Money MovesVC

Issue #040

Inside SoftBank's $100B Second Act

Masa Son lost $16B in a single quarter and came back swinging.

ProGenius Editorial14 March 2026

The Main Story: Masayoshi Son's Comeback Is the Most Audacious in Tech Finance

In 2019, Masayoshi Son was the most powerful venture capitalist on Earth. The Vision Fund had deployed $100 billion across a portfolio that included Uber, WeWork, Arm, ByteDance, and dozens of other bets. By 2022, he was writing down billions, WeWork had imploded, and the financial press was writing eulogies for his career.

They wrote too soon. Son's second act began quietly with the Arm IPO in September 2023 — a listing that valued the chip design company at over $65 billion and gave SoftBank an unrealised gain that erased years of Vision Fund losses in a single stroke. Then came the AI pivot. Son declared that SoftBank would become the world's leading investor in artificial intelligence infrastructure, and he began deploying capital at a pace that made even the first Vision Fund look cautious.

The numbers are staggering. SoftBank has committed over $100 billion to AI investments through 2030, including a massive joint venture with Oracle and OpenAI to build AI data centres across the United States. The company invested directly in several frontier AI startups, took increased positions in NVIDIA through derivatives, and began building its own AI chip design capability through Arm.

Son's thesis is characteristically bold: AI will generate more economic value than any technology in human history, and the companies that control AI infrastructure will be the most valuable enterprises ever created. He may be right. He may be catastrophically wrong again. But nobody can accuse him of thinking small.

Quick Take: The VC Winter Is Thawing (Selectively)
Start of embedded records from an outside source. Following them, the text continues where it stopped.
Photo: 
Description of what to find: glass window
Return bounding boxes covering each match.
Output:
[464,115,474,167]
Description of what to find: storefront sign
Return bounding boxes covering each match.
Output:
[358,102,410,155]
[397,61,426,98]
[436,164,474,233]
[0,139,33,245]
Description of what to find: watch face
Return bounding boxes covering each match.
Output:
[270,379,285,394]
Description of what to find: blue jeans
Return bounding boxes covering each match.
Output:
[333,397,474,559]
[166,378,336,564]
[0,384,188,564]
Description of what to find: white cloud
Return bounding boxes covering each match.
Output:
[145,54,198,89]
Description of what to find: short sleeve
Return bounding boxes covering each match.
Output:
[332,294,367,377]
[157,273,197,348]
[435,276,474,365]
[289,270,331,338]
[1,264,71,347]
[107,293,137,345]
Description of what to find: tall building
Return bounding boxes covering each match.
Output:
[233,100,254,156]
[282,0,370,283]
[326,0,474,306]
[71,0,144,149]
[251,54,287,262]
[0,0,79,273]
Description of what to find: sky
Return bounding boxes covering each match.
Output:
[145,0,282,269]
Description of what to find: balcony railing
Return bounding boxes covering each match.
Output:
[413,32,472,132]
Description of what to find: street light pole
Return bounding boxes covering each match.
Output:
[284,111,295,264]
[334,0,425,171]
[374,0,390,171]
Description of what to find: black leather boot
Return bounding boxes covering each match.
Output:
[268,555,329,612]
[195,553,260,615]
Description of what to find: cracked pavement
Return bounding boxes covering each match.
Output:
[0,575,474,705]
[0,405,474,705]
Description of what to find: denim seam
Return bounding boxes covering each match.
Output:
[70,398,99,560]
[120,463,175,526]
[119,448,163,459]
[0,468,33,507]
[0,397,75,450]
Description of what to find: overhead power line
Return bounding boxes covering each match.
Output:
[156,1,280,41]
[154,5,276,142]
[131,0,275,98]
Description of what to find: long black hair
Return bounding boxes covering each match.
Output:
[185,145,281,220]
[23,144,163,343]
Global venture capital funding in Q1 2026 hit $95 billion — the highest quarterly figure since Q4 2021. But the recovery is dramatically uneven. AI companies captured roughly 45% of all venture dollars, up from 20% two years ago. Everything else — SaaS, fintech, health tech, consumer — remains well below peak levels. This isn't a broad market recovery. It's a rotation into a single thesis, which creates both opportunity and concentration risk.

The Stat That Matters

$16.7 billion — SoftBank's net loss in Q3 2023, the quarter that marked the low point of Son's career. Eighteen months later, the company's market capitalisation had more than tripled. In investing, as in life, the timeline between disaster and redemption is often shorter than anyone expects.

What We're Watching

The secondary market for AI startup equity. As companies like Anthropic, xAI, and Databricks delay their IPOs, secondary platforms like Forge, EquityZen, and Hiive are seeing record trading volumes. The implied valuations on these secondary markets are starting to diverge significantly from primary round pricing, creating arbitrage opportunities and — potentially — the kind of pricing disconnects that precede corrections. Proceed with caution.